A notice of sale tells the borrower that the foreclosed property is scheduled to be sold under the applicable foreclosure process.

A notice of sale is the notice telling the borrower that the foreclosed property is scheduled to be sold under the applicable foreclosure process.

Why It Matters

The notice of sale matters because it is a concrete sign that the foreclosure process has moved beyond warnings and is now approaching the property-disposition stage.

It also matters because borrowers often hear “foreclosure” as if it were one event. In practice, the notice of sale helps show that the process can have multiple steps before the property is actually sold.

Where It Appears in the Borrower Process

Borrowers usually encounter a notice of sale after serious default and after earlier notices such as a Breach Letter, Notice of Default, and sometimes a Notice of Acceleration.

The notice often appears before the Foreclosure Sale itself and may be part of either a Judicial Foreclosure or Nonjudicial Foreclosure path depending on the jurisdiction and loan documents. In a nonjudicial deed-of-trust path, Power of Sale may explain the sale-based authority behind a later Trustee’s Sale and any post-sale Trustee’s Deed.

Notice Comparison

TermWhat the borrower should understand
Notice of DefaultThe loan has entered a serious default stage
Notice of Intent to AccelerateThe lender may demand the full unpaid balance if the default is not cured
Notice of AccelerationThe lender is demanding the remaining unpaid balance
Power of SaleThe document-based authority that may allow sale procedures
Notice of SaleThe property is scheduled to be sold in the foreclosure process
Foreclosure SaleThe actual sale event where the property is disposed of
Trustee’s SaleA deed-of-trust phrasing for the sale event
Trustee’s DeedA post-sale document that may record title transfer

Practical Example

A borrower receives a letter stating that the home will be sold on a specific date if the foreclosure is not stopped.
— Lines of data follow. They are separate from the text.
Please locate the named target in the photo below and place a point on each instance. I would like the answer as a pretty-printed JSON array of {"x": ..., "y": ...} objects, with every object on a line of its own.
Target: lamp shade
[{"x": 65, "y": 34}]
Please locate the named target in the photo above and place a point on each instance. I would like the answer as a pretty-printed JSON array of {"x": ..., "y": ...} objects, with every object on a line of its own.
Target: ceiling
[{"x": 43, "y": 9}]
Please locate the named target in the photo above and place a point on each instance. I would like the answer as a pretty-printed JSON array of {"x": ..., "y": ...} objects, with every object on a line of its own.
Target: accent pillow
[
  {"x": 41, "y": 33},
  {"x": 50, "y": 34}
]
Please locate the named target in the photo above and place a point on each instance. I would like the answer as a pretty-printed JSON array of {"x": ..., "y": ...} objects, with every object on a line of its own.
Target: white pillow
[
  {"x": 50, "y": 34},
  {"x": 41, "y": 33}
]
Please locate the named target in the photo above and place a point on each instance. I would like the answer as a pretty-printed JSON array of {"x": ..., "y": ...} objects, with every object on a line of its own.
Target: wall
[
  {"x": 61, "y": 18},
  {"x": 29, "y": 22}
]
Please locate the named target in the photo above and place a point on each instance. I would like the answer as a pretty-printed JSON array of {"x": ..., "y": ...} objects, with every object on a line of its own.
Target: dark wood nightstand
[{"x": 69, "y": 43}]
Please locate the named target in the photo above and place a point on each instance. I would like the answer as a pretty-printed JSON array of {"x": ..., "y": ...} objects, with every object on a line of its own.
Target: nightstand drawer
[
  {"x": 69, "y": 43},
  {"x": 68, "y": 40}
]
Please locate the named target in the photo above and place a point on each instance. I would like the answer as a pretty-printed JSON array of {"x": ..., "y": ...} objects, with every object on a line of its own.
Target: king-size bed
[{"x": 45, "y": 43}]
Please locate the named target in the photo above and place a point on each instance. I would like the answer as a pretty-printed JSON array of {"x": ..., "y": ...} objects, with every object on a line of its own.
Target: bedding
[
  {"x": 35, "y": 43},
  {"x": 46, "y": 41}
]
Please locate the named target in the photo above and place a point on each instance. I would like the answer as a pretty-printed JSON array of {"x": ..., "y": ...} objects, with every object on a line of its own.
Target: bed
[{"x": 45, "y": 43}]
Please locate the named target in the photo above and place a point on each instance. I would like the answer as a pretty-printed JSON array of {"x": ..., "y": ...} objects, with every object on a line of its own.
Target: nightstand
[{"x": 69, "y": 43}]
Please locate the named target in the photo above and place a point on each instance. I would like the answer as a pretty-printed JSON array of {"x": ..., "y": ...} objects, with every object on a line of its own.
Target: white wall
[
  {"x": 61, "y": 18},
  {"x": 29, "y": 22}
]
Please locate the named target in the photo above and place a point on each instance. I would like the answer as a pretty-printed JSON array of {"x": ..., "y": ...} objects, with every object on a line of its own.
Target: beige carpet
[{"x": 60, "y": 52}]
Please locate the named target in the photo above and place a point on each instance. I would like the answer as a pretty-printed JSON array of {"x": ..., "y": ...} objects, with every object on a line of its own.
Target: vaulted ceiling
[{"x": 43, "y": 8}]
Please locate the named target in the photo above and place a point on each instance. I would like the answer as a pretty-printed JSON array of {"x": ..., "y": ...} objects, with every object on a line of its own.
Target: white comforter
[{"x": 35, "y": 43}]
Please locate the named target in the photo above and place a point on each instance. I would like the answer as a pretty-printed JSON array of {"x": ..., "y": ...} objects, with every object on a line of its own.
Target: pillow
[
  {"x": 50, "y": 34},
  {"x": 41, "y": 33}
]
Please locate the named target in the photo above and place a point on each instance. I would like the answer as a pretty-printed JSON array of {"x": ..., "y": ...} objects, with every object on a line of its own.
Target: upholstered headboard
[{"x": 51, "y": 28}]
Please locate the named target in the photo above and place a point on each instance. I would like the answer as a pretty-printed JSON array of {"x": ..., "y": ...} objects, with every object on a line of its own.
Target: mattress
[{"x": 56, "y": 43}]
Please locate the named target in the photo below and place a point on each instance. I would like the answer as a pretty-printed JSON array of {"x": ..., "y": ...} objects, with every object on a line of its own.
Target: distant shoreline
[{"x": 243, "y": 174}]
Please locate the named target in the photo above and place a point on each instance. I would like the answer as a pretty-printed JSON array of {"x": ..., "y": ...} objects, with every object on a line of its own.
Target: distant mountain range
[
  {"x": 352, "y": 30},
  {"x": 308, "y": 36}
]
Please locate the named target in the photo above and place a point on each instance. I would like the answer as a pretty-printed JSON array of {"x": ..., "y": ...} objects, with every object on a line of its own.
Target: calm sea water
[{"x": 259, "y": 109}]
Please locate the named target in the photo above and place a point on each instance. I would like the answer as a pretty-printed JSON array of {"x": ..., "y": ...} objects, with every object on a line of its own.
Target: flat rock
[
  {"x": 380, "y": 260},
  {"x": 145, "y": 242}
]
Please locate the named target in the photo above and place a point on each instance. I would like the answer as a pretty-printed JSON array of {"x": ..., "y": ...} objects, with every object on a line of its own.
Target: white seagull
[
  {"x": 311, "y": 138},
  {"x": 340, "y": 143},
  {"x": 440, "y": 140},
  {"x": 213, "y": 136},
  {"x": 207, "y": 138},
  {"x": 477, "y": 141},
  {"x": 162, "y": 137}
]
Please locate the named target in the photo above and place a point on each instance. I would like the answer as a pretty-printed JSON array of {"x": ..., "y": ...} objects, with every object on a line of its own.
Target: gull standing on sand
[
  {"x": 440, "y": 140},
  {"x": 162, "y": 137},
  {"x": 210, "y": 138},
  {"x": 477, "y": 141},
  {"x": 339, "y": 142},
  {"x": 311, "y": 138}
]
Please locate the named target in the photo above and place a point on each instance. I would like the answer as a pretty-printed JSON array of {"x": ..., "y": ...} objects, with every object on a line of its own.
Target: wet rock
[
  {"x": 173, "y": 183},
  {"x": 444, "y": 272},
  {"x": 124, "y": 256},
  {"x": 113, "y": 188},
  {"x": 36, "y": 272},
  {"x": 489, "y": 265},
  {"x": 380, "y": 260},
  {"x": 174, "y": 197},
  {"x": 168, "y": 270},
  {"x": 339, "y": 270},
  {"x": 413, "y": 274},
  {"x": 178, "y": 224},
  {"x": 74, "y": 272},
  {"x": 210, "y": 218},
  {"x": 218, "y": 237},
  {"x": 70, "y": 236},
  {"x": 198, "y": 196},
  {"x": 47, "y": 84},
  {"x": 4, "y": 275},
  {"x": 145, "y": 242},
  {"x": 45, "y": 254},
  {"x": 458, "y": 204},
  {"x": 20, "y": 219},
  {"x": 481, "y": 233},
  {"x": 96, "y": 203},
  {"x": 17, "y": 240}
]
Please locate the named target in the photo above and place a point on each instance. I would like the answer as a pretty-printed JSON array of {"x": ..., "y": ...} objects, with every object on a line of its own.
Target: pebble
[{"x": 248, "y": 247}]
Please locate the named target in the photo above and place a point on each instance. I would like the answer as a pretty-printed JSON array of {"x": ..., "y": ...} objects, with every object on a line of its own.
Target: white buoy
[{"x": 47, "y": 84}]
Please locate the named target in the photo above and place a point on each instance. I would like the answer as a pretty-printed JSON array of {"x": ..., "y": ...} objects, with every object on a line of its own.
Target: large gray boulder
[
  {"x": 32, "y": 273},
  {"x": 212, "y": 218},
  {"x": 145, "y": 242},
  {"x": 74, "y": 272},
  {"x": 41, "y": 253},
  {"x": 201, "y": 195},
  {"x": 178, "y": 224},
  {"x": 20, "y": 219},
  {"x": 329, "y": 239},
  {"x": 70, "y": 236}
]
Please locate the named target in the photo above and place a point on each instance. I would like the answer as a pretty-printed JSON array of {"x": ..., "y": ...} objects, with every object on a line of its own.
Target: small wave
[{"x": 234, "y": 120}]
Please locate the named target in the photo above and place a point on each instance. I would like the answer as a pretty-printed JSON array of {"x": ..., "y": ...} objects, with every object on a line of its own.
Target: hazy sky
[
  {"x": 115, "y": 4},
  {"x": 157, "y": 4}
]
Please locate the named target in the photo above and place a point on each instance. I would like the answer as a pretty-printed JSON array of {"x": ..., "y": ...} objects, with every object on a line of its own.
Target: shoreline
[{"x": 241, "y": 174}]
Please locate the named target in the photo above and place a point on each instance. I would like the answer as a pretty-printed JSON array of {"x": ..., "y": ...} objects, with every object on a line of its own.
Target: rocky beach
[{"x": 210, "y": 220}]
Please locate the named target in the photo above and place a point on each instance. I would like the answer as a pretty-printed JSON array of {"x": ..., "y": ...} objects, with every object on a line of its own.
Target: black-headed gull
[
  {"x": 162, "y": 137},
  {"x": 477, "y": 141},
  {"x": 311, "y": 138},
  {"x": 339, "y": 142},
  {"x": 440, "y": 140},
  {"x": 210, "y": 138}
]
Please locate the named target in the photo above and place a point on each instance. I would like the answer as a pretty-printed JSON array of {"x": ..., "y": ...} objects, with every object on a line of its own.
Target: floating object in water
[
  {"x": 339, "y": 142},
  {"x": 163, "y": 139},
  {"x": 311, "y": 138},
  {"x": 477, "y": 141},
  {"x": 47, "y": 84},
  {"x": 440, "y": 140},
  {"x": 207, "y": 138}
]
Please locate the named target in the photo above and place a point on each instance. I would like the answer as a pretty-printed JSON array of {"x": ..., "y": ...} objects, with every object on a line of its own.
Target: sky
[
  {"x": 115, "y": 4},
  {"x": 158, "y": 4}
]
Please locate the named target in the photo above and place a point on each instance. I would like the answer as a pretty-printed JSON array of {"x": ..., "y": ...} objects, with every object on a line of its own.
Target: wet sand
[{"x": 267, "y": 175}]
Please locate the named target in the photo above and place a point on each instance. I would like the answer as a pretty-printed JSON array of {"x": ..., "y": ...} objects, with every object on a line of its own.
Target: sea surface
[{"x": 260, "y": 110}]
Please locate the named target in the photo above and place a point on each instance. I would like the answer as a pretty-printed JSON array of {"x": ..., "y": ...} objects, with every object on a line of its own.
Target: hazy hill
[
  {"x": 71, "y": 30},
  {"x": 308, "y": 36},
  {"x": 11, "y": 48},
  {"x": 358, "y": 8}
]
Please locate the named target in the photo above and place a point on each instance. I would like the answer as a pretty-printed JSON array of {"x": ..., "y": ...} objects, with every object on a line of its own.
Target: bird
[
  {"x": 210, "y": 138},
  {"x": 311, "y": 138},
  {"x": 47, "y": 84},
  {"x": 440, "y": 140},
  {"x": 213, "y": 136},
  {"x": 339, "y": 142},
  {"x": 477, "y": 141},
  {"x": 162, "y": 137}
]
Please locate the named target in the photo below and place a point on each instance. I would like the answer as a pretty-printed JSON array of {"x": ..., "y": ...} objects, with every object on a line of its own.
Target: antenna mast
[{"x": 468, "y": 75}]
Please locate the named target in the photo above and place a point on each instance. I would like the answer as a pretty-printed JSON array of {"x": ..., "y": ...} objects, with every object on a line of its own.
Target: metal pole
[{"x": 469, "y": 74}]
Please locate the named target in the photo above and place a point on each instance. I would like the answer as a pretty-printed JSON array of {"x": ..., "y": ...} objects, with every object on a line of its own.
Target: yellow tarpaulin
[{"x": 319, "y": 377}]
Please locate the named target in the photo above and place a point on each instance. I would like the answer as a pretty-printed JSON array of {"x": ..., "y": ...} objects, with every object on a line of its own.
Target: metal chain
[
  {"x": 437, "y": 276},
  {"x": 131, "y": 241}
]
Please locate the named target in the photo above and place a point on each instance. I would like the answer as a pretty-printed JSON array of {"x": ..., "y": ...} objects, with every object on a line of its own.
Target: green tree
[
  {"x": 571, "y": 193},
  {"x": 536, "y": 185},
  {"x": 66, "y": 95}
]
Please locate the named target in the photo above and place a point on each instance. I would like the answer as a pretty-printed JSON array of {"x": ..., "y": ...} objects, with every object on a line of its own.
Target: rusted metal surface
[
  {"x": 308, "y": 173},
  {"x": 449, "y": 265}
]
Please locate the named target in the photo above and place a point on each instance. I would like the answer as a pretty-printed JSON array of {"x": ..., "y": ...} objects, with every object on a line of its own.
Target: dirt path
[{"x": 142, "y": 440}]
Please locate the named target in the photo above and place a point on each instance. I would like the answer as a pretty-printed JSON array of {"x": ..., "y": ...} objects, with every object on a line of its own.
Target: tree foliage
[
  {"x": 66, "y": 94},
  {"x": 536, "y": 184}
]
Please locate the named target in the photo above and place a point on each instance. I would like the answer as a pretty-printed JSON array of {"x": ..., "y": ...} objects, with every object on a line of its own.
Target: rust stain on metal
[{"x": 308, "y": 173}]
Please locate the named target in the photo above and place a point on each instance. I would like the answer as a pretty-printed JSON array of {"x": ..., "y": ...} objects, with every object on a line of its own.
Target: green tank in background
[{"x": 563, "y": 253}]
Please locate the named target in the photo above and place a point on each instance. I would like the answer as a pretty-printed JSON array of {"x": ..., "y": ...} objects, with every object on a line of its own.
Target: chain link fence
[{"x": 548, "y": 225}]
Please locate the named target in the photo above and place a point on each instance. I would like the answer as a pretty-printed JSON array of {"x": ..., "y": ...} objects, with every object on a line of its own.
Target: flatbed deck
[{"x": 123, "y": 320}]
That letter is a notice of sale.

How It Differs From Nearby Terms

Notice of sale differs from Notice of Default because the notice of default marks a serious default stage, while the notice of sale points to the scheduled sale of the property.

It also differs from Notice of Acceleration. Acceleration demands the remaining balance, while notice of sale schedules the property-disposition step.

It also differs from Foreclosure Sale. The notice is the advance warning or scheduling document, while the foreclosure sale is the actual event.

It also differs from Power of Sale. Power of sale is the authority that may support sale-based enforcement, while the notice of sale is the borrower-facing scheduling notice.

It also differs from Trustee’s Sale. The notice announces the sale; the trustee’s sale is the sale event in a deed-of-trust path.

It also differs from Trustee’s Deed. The notice comes before the sale; the trustee’s deed appears after a completed trustee’s sale.

Knowledge Check

  1. Is a notice of sale the same thing as the foreclosure sale itself? No. It is the notice that the sale is scheduled, not the sale event itself.
  2. Why is a notice of sale important to a borrower? Because it makes the timeline concrete and shows the process has reached the sale stage.